2
votes

I use a cluster which contains several nodes. Each them has 2 processors with 8 cores inside. I use Open MPI with SLURM.

My tests show that MPI Send/Recv data transfer rate is the following: between MPI process with rank 0 and MPI process 1 it's about 9 GB/sec, but between process 0 and process 2 it's 5 GB/sec. I assume that this happens because our processes execute on different processors.

I'd like to avoid non-local memory access. The recommendations I found here did not help. So the question is, is it possible to run 8 MPI processes - all on THE SAME processor? If it is - how do I do it?

Thanks.

4

4 Answers

2
votes

The following set of command-line options to mpiexec should do the trick with versions of Open MPI before 1.7:

--by-core --bind-to-core --report-bindings

The last option will pretty-print the actual binding for each rank. Binding also activates some NUMA-awareness in the shared-memory BTL module.

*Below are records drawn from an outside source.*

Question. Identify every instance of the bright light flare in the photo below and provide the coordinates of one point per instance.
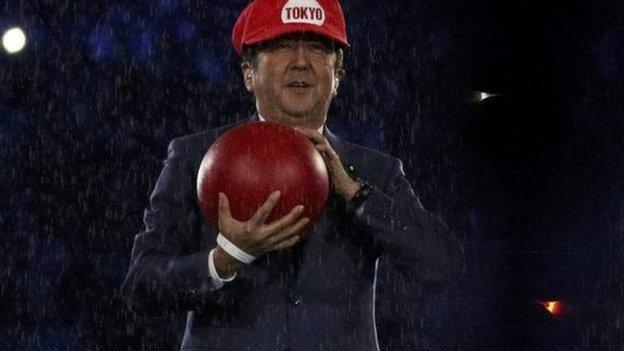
(483, 95)
(554, 307)
(14, 40)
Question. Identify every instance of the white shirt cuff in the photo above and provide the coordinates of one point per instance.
(218, 281)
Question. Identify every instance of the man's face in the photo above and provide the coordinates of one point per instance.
(294, 79)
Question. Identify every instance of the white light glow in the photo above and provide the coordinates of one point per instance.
(483, 95)
(14, 40)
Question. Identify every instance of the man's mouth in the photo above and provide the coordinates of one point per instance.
(299, 84)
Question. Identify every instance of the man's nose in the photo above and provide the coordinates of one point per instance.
(301, 59)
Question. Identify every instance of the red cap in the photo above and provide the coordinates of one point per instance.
(262, 20)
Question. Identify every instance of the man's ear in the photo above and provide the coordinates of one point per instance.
(337, 78)
(247, 71)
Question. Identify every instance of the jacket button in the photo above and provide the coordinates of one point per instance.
(296, 300)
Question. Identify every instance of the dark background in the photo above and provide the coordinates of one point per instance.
(531, 178)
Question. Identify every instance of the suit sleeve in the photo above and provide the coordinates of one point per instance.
(422, 245)
(167, 272)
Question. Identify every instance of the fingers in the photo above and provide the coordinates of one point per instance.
(285, 221)
(264, 211)
(224, 206)
(314, 135)
(290, 231)
(288, 243)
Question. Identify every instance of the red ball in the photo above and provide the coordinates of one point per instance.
(249, 162)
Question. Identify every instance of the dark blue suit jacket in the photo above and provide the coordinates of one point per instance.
(316, 295)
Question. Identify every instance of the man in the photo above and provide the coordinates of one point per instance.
(252, 285)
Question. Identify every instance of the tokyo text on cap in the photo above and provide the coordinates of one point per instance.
(262, 20)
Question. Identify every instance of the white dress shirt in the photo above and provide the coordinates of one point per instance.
(217, 281)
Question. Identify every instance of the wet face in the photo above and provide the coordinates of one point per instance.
(294, 79)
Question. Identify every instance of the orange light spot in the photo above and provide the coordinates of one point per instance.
(554, 307)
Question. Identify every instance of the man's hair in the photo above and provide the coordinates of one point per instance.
(250, 54)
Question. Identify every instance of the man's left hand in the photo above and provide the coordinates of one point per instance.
(340, 180)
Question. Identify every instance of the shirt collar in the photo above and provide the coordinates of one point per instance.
(320, 130)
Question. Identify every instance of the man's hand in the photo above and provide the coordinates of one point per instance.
(254, 236)
(341, 182)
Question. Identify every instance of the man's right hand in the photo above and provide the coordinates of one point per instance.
(256, 237)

Starting with Open MPI 1.7, processes are distributed round-robin over the available sockets and bound to a single core by default. To replicate the above command line, one should use:

--map-by core --bind-to core --report-bindings
0
votes

It appears to be possible. The Process Binding and Rankfiles sections of the OpenMPI mpirun man page look promising. I would try some of the options shown with the --report-binding option set so you can verify process placement is how you intend and see if you get the performance improvement you expect out of your code.

0
votes

You should look at the hostfile / rankfile documentation for your MPI library. Open MPI and MPICH both use different formats, but both will give you what you want.

Keep in mind that you will have performance issues if you oversubscribe your processor too heavily. Running more than 8 ranks on an 8 core processor will cause you to lose the performance benefits you gain from having locally shared memory.

0
votes

With Slurm, set:

#SBATCH --ntasks=8
#SBATCH --ntasks-per-socket=8

to have all cores allocated on the same socket (CPU die), provided Slurm is correctly configured.